2011年6月7日火曜日

「想定外」とトップの役割

 計画、準備に「完全」はありません。計画や準備にコストがかさんでそもそも何もできないのならまさに計画倒れです。「危機に際しては、リーダーは行動するために考えるのではなく、考えるために行動する必要がある」とはミシガン大学のカール・ワイク教授の言葉です。彼は「詳細な計画を作ると、すべてわかったと勘違いしやすい」とも指摘しています。もちろん入念な計画、準備は必要ですが、過剰に計画に期待したり、それですべてできた気になってはいけないのです。不測の事態は起こるものなのです。

 実際、企業の活動においては「想定外」が起こることは日常茶飯事です。その原因は今回のような自然災害だけでなく、競争相手の新技術かもしれませんし、取引先の約束違反かもしれません。あるいは為替であったり、認可であったり、ブームの急速な終焉かもしれません。「想定外」なのですから、準備ができていない。どのような対策があるのか、何が一番良いのか、そんなことがよくわからない局面において、トップは対策を決断しなくてはならないのです。

 時々、「トップの決断とは、100対0なんていうことはなく、51対49で決めることだ」などとおっしゃる方がいますが、これは相当楽をしてきた方でしょう。「51対49」で決めることなんて簡単です。もう答えは出ているわけですから。実際には、そもそも何対何などと数値化できない、あるいは短期的には60対40だけれども、将来的にはそれが逆になりそうだといった「答えのない」あるいは「答えがいくつもある」問題に対して決断をしなくてはならないのです。

 当然ですが、答えがないのですから間違えるかもしれない。つまり、自分の答え如何によって、多くの損失が出たり、被害をこうむる人たちが出てきたりするかもしれないのです。そうなれば、当然責められるし、罪人扱いされるでしょう。せっかくこれまで成功し、順調に昇進を遂げて社長に上り詰めたのに、こんなところでミソをつけるのは嫌だ、もっと情報を集めて確実に決めたい、ほかの会社はどうしている……。こんなことを言うトップを持った組織は、多くの場合地獄行きです。
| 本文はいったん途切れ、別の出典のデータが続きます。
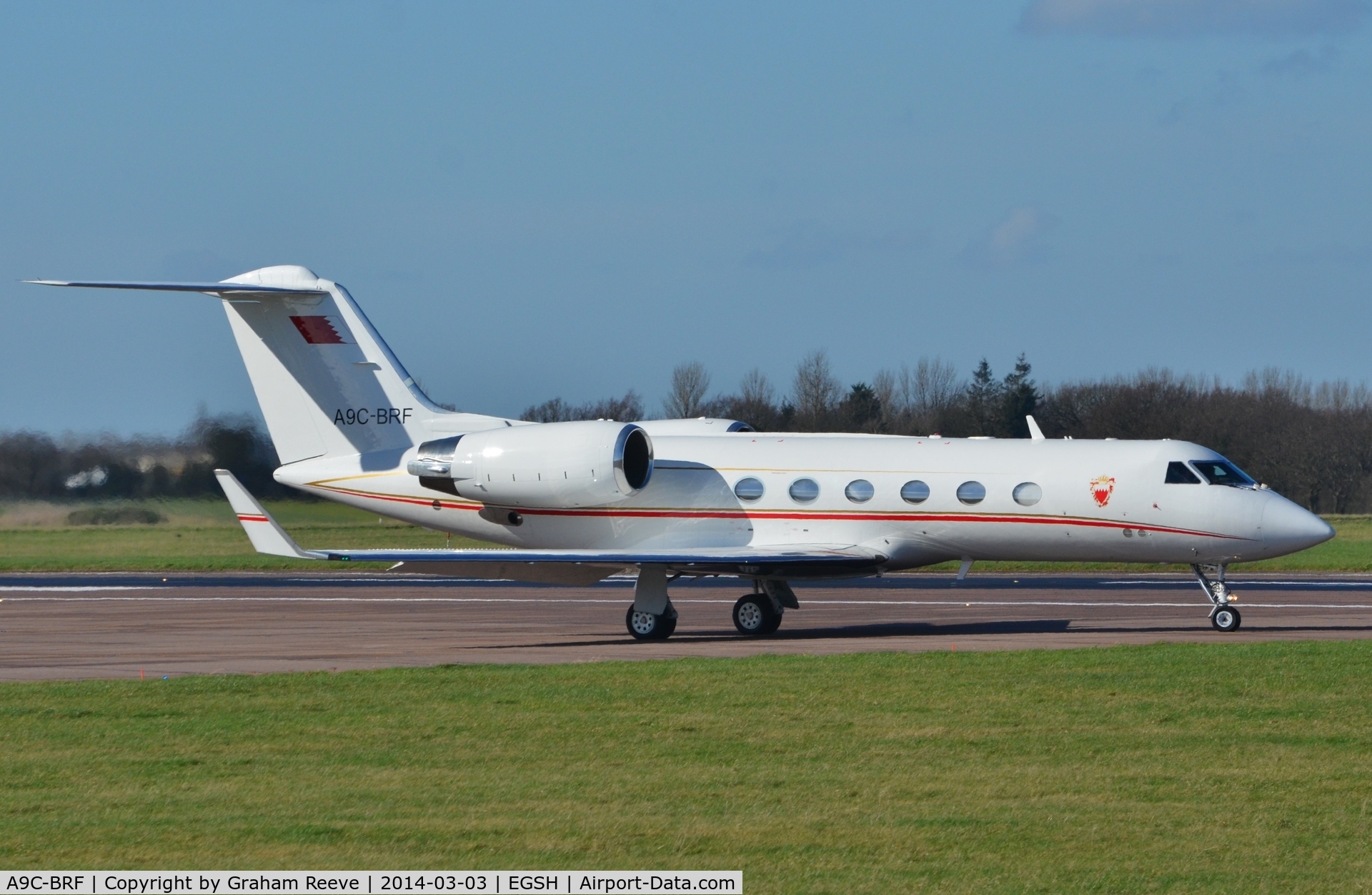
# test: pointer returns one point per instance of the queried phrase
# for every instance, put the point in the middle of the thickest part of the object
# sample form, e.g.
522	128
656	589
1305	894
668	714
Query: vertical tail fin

 難しい決断を、胃をきりきりさせて下さなくてはならないからこそトップの給料は高いのであり、だからトップなのです。それこそが、「運転手と副社長の差よりも大きい」といわれる社長と副社長の差であり、分析をして施策を上申すればよい参謀との違いです。

 「直観」も「勘」も経営の世界で表舞台に出ることは多くありません。科学や分析を重んじる立場からすれば、胡散臭いこと、根拠のないことのように感じられるからでしょう。しかし、不確実な局面で意思決定をしなくてはならないトップは、もう一度自分の「直観」を見直す必要があります。なぜなら、直観とは、これまでの経験が無意識の中でつながり、現場から得られるかぎられた情報から意味を嗅ぎ取る触覚でもあるからです。しかし、そこには明確なロジックはありません。誰かに問われれば「勘だ」と答えるしかないものです。
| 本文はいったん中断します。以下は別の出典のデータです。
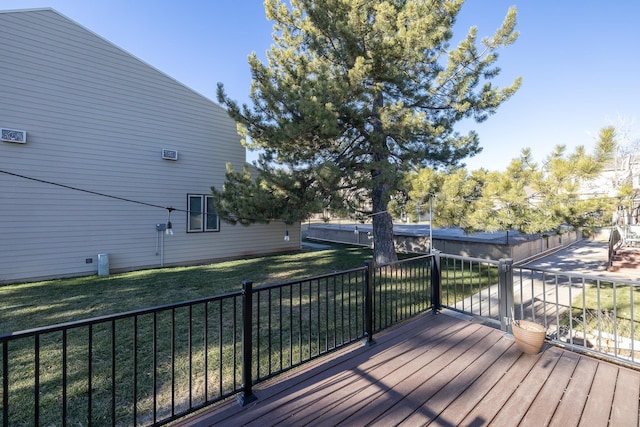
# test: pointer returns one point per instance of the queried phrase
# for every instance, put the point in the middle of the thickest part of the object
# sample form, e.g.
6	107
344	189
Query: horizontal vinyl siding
97	119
 一方で、情報量と意思決定の質は正比例しないことも最近の研究が明らかにしています。「オーバーロード(overload)」という言葉があるように、ある時点までは正比例するのですが、情報が「ありすぎる」と人はその情報を消化できず、かえって意思決定の質が下がってしまうのです。「簡単な問題は情報分析をもとに合理的に、複雑な問題は直観に従え」というのが研究者の指摘です。専門家が20種類の紅茶のランク付けをしたとします。全くの素人が、直観でランク付けをするとかなり専門家と近い結果になり、「その理由を書くことにする」と、その結果はとんでもないものになるのだそうです。

 そのためには、外にばかり情報を求め右往左往するのではなく、普段から自分の組織のことを知ることはもちろん、自分の胸に手を当ててその直観を信じる勇気を持たねばなりません。直観を信じたから、必ず成功するとは限りません。しかし、「ほかの人が何を言うか」「嫌われたくない」「どこかにもっといい情報があるのではないか」と考えている限り、幸運の女神がほほ笑むこともないでしょう。